Cartoon: Economists socially
Via the always excellent SMBC.
I would say this is a close approximation to how I operate in town – I just usually forget the notepad 😉
On a more serious note, it is true that people who do economics do tend to be very analytical about social situations – that is the field we work in, that is what we do, and we are a self-selected group that does that. It reminds me of that facetious paper that did an anthropological analysis of economists – does anyone know where that is so I can link it here? Update: Here, thanks Eric Crampton.
Life amongst the Econ, by Axel Leijonhufvud. Any Google search brings it up.
@Eric Crampton
Thanks – I couldn’t remember the title, and searching for anthropology and economics didn’t get me anywhere!
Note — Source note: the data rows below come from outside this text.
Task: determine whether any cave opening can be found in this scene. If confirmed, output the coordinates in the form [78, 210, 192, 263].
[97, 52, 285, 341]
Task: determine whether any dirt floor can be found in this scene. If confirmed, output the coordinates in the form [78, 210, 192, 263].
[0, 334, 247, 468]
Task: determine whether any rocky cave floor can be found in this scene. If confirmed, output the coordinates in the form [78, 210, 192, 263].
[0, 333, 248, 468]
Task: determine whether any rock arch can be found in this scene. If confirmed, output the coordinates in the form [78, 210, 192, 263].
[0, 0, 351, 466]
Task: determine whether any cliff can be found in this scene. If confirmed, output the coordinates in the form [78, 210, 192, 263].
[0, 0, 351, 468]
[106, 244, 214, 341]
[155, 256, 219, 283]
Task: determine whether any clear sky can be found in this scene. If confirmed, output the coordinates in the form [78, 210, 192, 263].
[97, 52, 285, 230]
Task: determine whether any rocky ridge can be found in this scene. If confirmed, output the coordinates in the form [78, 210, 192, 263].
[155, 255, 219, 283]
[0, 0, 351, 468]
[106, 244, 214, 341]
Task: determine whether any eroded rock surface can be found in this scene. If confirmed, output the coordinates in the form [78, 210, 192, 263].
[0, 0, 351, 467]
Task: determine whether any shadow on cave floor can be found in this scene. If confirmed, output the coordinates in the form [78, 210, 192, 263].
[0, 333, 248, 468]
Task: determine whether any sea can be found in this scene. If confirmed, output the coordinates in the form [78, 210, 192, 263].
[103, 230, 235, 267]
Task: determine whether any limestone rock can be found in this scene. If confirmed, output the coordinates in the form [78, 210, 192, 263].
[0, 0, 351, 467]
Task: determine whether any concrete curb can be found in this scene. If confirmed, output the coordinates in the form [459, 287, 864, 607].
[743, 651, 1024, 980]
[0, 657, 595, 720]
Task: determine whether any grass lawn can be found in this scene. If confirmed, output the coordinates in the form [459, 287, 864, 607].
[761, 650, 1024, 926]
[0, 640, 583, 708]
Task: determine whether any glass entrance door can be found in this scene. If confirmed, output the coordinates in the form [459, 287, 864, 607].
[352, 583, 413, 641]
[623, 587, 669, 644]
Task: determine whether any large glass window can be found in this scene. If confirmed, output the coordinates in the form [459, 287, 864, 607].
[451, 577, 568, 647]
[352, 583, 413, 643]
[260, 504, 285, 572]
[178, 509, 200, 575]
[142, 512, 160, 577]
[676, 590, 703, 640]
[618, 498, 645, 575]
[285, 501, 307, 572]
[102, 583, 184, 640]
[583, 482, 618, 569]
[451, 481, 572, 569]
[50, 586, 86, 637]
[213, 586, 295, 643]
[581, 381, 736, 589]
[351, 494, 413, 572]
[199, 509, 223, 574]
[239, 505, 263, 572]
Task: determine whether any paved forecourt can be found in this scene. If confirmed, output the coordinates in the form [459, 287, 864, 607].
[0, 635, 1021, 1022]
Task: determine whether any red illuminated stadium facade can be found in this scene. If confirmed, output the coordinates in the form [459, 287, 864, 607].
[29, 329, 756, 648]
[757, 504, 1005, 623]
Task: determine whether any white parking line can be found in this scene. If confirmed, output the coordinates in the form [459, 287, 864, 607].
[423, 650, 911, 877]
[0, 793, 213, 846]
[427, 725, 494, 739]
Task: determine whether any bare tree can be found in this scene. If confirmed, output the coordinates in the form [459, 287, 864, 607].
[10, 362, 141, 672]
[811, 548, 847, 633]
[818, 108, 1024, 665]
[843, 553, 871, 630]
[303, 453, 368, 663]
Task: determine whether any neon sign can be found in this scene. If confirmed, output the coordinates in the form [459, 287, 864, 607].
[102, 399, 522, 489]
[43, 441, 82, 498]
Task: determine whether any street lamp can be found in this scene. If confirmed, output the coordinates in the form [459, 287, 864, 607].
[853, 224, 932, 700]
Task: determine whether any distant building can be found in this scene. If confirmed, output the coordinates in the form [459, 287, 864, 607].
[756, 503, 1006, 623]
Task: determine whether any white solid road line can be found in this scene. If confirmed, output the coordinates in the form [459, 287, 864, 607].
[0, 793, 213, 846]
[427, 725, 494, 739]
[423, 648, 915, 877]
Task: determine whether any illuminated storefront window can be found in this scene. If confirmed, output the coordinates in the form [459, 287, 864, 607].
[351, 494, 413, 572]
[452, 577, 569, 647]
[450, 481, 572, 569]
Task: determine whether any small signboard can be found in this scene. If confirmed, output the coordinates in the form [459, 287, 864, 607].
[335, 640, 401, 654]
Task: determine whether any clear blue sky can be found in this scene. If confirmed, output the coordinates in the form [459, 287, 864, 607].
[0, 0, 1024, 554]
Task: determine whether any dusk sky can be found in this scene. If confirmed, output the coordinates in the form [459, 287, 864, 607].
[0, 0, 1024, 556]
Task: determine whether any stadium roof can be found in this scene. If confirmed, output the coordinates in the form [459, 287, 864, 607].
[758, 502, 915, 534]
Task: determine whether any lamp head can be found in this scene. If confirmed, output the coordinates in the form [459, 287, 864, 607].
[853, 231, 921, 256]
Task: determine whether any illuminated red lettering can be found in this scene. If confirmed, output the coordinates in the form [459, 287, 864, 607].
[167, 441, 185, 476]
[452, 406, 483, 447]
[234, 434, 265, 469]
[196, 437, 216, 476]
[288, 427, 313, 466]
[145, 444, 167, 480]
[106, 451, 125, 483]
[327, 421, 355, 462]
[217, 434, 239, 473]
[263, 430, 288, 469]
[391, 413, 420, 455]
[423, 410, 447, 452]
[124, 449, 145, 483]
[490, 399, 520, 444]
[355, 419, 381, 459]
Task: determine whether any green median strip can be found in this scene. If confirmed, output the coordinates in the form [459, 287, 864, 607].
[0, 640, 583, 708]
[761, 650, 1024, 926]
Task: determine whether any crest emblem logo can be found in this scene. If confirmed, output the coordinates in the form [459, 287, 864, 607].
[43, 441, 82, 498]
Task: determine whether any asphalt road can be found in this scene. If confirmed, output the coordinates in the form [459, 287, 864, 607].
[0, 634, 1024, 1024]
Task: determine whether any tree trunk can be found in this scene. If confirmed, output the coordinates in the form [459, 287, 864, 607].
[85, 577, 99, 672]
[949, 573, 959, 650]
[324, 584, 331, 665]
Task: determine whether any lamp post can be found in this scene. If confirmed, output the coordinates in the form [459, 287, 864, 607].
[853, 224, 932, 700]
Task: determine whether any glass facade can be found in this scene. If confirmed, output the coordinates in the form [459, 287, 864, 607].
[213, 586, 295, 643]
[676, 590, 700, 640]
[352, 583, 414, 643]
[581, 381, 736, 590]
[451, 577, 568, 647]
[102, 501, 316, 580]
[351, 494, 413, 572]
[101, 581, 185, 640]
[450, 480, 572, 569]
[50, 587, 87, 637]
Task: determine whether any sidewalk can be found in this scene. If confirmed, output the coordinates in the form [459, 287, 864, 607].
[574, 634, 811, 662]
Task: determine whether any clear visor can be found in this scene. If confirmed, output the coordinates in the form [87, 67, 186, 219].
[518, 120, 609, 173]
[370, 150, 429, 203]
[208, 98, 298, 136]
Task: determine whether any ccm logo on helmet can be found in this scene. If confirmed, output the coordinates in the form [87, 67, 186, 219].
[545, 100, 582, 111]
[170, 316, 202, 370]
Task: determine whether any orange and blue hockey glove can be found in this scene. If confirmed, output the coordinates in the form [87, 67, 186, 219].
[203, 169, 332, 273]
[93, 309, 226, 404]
I’ve never read it before and it was thoroughly depressing!
@rauparaha
“Thus, in explaining to a stranger, for example, why he holds Sociogs or the Polsci in such low regard, the Econ will say that “they do not make modls” and leave it at that”.
Pure awesome.
@Matt Nolan
One prominent NZ econ blogger might be more likely to use the phrase “they do not make reductionist modls” and leave it at that. Which I find FAR more convincing 😉
@rauparaha
Without reductionism you’re not really making “modls” right 😉
@Matt Nolan
Can’t you have a model with emergent phenomena given as a parameter input? It would then be hard to term it reductionist unless the term were used very loosely.
@rauparaha
But you would want to come up with a reason why you pick that parameter – and that causal reasoning will be based on another reductionist model right?
@Matt Nolan
Only if you mean emergence in a very weak sense. Otherwise there would be observational evidence without an explanatory, reductionist model. Perhaps it’s a poor example but is there a reductionist model for humans’ time preference? If so, I haven’t seen it often cited by economists when they choose a discount rate for their modl.
@rauparaha
Ahhh, Mill style deductivism aye. I would note that these “internally found” parameters are just given facts – you can’t reduce down past them. Where possible, it would be nice to use psychological models to build these – and that is one area of research no?